Marvel at Arabian camels in their desert habitat and stroll through Jerusalem’s Tisch Family Zoological Gardens to see Afro-Asiatic animals mentioned in the Torah.
Camels were once a major part of trade and travel in the Middle East which eventually led to the Silk Road trade route into Asia. Perfectly adapted for desert life, camels can go many months without water and have multiple layers of eyelids and eyelashes to protect from sand. Camels can be found on five continents; however, wild camels are largely endangered. Camel racing has become popular in some Arab countries.

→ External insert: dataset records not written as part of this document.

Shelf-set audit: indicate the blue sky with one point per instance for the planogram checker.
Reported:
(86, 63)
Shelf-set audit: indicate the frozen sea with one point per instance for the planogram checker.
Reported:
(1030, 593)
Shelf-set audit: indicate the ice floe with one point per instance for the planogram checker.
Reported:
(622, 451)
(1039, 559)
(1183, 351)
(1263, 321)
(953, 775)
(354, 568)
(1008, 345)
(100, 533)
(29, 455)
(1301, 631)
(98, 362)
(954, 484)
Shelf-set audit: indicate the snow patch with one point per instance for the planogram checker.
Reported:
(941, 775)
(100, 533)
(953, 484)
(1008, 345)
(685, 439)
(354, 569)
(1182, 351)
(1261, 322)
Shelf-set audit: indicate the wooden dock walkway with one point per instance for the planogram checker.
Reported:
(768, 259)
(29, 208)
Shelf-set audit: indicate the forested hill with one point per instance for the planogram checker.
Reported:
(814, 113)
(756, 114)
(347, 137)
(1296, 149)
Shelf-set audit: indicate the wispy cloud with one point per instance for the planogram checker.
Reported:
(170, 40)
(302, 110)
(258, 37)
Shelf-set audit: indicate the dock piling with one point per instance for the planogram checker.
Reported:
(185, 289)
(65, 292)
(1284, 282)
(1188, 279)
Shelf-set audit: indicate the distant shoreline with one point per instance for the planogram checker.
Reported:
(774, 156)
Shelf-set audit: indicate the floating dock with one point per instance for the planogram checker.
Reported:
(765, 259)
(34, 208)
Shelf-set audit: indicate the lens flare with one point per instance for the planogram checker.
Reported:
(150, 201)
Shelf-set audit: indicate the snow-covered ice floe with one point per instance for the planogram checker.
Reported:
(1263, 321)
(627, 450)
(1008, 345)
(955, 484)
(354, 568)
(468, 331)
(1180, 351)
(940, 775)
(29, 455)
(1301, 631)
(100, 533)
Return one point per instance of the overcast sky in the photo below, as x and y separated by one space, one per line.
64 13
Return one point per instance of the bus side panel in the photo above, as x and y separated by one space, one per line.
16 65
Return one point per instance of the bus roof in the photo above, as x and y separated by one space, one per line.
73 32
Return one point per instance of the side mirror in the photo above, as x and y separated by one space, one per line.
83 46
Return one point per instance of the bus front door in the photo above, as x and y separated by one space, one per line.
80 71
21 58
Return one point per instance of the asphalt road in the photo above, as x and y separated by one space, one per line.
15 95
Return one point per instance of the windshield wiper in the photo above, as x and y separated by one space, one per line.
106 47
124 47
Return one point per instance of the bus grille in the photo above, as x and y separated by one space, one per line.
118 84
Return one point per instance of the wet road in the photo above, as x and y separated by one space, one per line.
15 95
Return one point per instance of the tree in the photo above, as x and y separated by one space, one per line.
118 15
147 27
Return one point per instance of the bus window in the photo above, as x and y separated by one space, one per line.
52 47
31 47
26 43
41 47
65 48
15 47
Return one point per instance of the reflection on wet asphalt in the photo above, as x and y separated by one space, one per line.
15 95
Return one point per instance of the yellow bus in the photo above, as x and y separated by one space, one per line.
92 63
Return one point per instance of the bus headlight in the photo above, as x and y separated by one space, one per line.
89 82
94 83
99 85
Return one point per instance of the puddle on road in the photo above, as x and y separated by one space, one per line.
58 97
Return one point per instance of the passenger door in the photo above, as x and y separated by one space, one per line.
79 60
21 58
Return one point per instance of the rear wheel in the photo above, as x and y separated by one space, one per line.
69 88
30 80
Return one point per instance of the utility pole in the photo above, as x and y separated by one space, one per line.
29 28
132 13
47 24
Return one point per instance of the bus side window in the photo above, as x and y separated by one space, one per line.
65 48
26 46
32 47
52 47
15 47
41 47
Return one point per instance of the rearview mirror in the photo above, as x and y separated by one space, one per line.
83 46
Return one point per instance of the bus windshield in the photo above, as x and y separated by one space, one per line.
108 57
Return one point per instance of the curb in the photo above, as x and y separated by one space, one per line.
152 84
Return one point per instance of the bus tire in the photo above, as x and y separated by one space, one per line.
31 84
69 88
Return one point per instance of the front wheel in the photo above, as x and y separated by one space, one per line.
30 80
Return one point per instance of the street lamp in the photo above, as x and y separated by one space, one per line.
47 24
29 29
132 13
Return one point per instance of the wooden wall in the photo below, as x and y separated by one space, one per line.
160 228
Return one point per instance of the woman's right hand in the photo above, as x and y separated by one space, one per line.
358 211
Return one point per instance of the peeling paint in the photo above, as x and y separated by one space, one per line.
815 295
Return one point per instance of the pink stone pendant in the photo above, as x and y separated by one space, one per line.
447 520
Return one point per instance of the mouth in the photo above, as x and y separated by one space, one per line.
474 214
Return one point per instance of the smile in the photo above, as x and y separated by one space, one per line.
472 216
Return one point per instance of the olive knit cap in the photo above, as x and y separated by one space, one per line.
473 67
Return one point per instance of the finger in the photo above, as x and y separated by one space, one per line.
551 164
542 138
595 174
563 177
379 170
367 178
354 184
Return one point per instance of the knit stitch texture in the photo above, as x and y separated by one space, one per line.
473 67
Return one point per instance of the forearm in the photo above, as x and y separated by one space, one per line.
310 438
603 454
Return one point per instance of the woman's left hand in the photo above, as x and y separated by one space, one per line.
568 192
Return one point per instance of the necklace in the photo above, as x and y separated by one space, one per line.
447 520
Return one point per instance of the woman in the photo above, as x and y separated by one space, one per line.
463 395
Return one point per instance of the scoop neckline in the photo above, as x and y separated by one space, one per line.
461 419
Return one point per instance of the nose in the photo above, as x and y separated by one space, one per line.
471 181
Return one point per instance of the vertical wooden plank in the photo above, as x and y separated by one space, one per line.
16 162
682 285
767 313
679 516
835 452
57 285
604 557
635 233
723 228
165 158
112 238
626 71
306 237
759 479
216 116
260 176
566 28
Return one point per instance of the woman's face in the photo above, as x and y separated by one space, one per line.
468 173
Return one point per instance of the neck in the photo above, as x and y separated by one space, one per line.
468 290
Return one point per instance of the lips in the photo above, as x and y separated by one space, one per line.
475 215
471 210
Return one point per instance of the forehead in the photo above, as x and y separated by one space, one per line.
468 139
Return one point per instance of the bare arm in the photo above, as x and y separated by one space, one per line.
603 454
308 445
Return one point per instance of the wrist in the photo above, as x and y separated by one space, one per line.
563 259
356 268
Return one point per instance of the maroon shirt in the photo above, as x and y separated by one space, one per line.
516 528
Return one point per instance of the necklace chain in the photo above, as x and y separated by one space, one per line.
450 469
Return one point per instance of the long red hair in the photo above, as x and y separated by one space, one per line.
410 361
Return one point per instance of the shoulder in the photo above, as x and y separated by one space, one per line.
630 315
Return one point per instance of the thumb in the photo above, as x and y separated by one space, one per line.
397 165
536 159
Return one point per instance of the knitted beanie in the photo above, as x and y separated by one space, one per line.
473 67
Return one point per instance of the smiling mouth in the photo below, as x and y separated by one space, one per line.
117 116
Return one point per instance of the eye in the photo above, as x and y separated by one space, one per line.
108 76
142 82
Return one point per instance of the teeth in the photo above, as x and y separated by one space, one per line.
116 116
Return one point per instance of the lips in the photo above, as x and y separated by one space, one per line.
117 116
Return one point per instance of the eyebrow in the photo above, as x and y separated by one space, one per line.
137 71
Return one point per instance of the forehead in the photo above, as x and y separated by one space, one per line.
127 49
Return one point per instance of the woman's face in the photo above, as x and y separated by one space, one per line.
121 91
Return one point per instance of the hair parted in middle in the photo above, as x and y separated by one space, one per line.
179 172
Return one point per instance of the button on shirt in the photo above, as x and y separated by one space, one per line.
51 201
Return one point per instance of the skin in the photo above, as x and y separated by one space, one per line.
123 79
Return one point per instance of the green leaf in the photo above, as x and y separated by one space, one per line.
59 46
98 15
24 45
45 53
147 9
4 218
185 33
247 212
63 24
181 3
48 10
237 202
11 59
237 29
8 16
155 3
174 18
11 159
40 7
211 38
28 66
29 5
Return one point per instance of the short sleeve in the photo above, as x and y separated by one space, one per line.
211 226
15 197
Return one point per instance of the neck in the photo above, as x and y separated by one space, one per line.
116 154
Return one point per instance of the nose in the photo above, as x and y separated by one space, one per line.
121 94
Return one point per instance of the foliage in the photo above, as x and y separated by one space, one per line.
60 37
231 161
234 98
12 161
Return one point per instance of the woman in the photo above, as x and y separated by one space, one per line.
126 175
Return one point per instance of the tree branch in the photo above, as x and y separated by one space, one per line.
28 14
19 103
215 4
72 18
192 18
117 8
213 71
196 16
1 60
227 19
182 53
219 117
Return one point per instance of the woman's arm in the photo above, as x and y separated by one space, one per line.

The Tisch Family Zoological Gardens
Commonly known as The Jerusalem Biblical Zoo, the Zoo is famous for its collection of animals mentioned in the Torah. Today, the Zoo has over 2,000 animals and has successfully bred eleven endangered species that disappeared from Israel including fallow deer, addax and Syrian brown bears. Food is provided free to the Zoo’s animals and is in accordance with Jewish law. The Zoo emphasizes environmentalism through exhibits, recycled water and composting. In 2013, the Zoo released a mobile app that includes GPS navigation inside the Zoo, daily feeding schedules and more. On Tu Bishvat, the Zoo hosts a tree planting ceremony and on Purim the Hapoel Jerusalem Basketball Team plays tug of war with the Zoo’s elephant, who always wins.